The city of Delaware has been selected by the Ohio Environmental Protection Agency (EPA) to receive one of 14 grants aimed at implementing recycling, litter prevention, market development, and scrap tire recycling programs. In total, the EPA has awarded more than $873,800 in grants this year to local governments, businesses, and nonprofit organizations throughout central Ohio.
Delaware is receiving $200,000 that will be used towards the purchase of a side-loading recycling truck, as well as educational outreach materials. The city will match the grant with a contribution of $206,000.
The side load recycling truck will be purchased at an estimated cost of $393,652.60 and will be placed into service in 2023, replacing a 2013 model. It will be the second of its kind in service in Delaware. Education and outreach materials purchased with the remaining funds will include fliers, door magnets, and stickers that can be placed on recycling containers.
“The City of Delaware actively supports recycling opportunities for both city residents and businesses through a comprehensive, weekly curbside recycling collection program that switched to single-stream collection in 2020,” Community Affairs Coordinator Lee Yoakum said of the grant. “With this grant, we can increase our collection program’s efficiency, while educating our curbside participants about recycling right.”
Yoakum added the city estimates that a side-loading, single hopper, compacting truck will increase production on routes by over 20% by reducing the manpower needed compared to the city’s older vehicles still in use.
“Additionally, in 2020 we collected 3,949 tons of recycling at a 23.47% diversion rate, and in 2021 we collected 4,294 tons at a 25.19% diversion rate,” he went on to say. “With an additional new side load vehicle and the continuation of the single-stream process, we hope to see a 100 tons-per-year increase in the amount of recyclables collected.
“Within the city’s program, we are seeing a significant increase in participation per the number of annual stops.
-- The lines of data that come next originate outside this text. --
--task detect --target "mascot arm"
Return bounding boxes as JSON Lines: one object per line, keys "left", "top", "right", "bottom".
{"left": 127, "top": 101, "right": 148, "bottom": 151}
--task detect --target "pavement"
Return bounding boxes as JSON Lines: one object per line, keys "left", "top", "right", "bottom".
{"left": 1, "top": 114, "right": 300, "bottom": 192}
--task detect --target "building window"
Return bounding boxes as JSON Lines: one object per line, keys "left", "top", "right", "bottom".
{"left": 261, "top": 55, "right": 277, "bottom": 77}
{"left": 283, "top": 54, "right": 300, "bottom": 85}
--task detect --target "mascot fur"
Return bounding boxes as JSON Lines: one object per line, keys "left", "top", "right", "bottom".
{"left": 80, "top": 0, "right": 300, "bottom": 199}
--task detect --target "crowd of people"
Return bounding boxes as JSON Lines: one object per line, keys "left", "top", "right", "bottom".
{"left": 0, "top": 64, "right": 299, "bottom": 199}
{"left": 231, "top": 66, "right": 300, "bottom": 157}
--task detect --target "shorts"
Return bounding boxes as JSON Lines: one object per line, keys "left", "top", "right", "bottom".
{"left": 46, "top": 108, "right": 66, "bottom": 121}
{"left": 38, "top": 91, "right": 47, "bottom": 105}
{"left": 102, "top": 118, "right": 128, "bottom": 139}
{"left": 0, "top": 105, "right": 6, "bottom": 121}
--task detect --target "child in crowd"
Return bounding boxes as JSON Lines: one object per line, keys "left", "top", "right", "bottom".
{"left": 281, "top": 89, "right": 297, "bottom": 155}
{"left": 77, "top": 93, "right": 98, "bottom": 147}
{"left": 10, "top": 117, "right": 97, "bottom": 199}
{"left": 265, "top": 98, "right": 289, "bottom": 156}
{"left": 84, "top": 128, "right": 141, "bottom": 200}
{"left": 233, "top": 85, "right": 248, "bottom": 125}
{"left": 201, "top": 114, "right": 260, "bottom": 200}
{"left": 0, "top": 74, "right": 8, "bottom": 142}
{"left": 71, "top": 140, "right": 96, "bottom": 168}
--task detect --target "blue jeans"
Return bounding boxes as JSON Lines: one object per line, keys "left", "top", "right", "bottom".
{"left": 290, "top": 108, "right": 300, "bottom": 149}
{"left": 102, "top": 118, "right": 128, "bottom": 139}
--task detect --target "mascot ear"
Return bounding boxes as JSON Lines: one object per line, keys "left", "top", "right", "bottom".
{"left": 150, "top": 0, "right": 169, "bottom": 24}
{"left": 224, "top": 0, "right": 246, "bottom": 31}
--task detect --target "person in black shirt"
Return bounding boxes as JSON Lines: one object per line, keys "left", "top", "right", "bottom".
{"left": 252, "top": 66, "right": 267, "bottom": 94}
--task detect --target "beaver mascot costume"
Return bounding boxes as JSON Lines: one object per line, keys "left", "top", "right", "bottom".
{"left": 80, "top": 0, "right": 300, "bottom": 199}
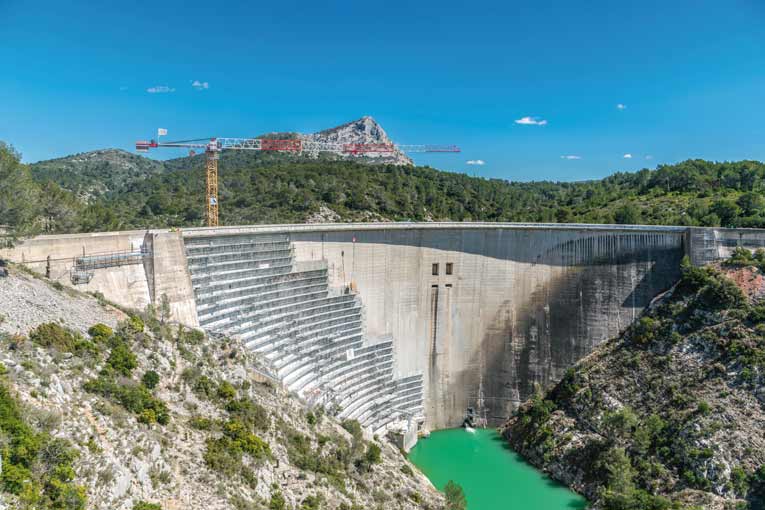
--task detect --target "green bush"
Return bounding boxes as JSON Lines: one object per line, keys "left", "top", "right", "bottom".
{"left": 29, "top": 322, "right": 78, "bottom": 351}
{"left": 126, "top": 315, "right": 145, "bottom": 334}
{"left": 678, "top": 256, "right": 712, "bottom": 293}
{"left": 192, "top": 375, "right": 216, "bottom": 399}
{"left": 88, "top": 323, "right": 113, "bottom": 341}
{"left": 106, "top": 341, "right": 137, "bottom": 376}
{"left": 177, "top": 327, "right": 205, "bottom": 345}
{"left": 188, "top": 416, "right": 216, "bottom": 430}
{"left": 444, "top": 480, "right": 467, "bottom": 510}
{"left": 141, "top": 370, "right": 160, "bottom": 390}
{"left": 600, "top": 487, "right": 674, "bottom": 510}
{"left": 0, "top": 382, "right": 86, "bottom": 509}
{"left": 300, "top": 494, "right": 323, "bottom": 510}
{"left": 726, "top": 247, "right": 755, "bottom": 267}
{"left": 225, "top": 398, "right": 269, "bottom": 431}
{"left": 631, "top": 317, "right": 661, "bottom": 345}
{"left": 84, "top": 376, "right": 170, "bottom": 425}
{"left": 365, "top": 443, "right": 381, "bottom": 465}
{"left": 698, "top": 273, "right": 746, "bottom": 310}
{"left": 696, "top": 401, "right": 711, "bottom": 415}
{"left": 204, "top": 420, "right": 271, "bottom": 476}
{"left": 133, "top": 502, "right": 162, "bottom": 510}
{"left": 269, "top": 489, "right": 286, "bottom": 510}
{"left": 216, "top": 380, "right": 237, "bottom": 401}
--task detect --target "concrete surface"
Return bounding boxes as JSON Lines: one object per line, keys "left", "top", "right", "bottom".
{"left": 6, "top": 222, "right": 765, "bottom": 429}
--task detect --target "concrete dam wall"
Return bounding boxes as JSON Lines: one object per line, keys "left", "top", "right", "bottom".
{"left": 5, "top": 223, "right": 765, "bottom": 432}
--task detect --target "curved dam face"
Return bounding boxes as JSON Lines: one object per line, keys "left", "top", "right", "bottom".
{"left": 8, "top": 223, "right": 765, "bottom": 431}
{"left": 269, "top": 224, "right": 685, "bottom": 427}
In 2020, we had 389,934 stops collected, and in 2021, we had 430,934 stops. This is an increase of 10.5% more stops collected in just one year. It’s clear that recycling has become more common among residents, and we need to continue to keep up with that rise in usage and continue to update equipment.”
According to the city, 60.51% of curbside customers participated in recycling in 2021. A quarter — 25.19% — of the total solid waste collected was diverted from landfills. In total, crews made over 430,934 total stops last year.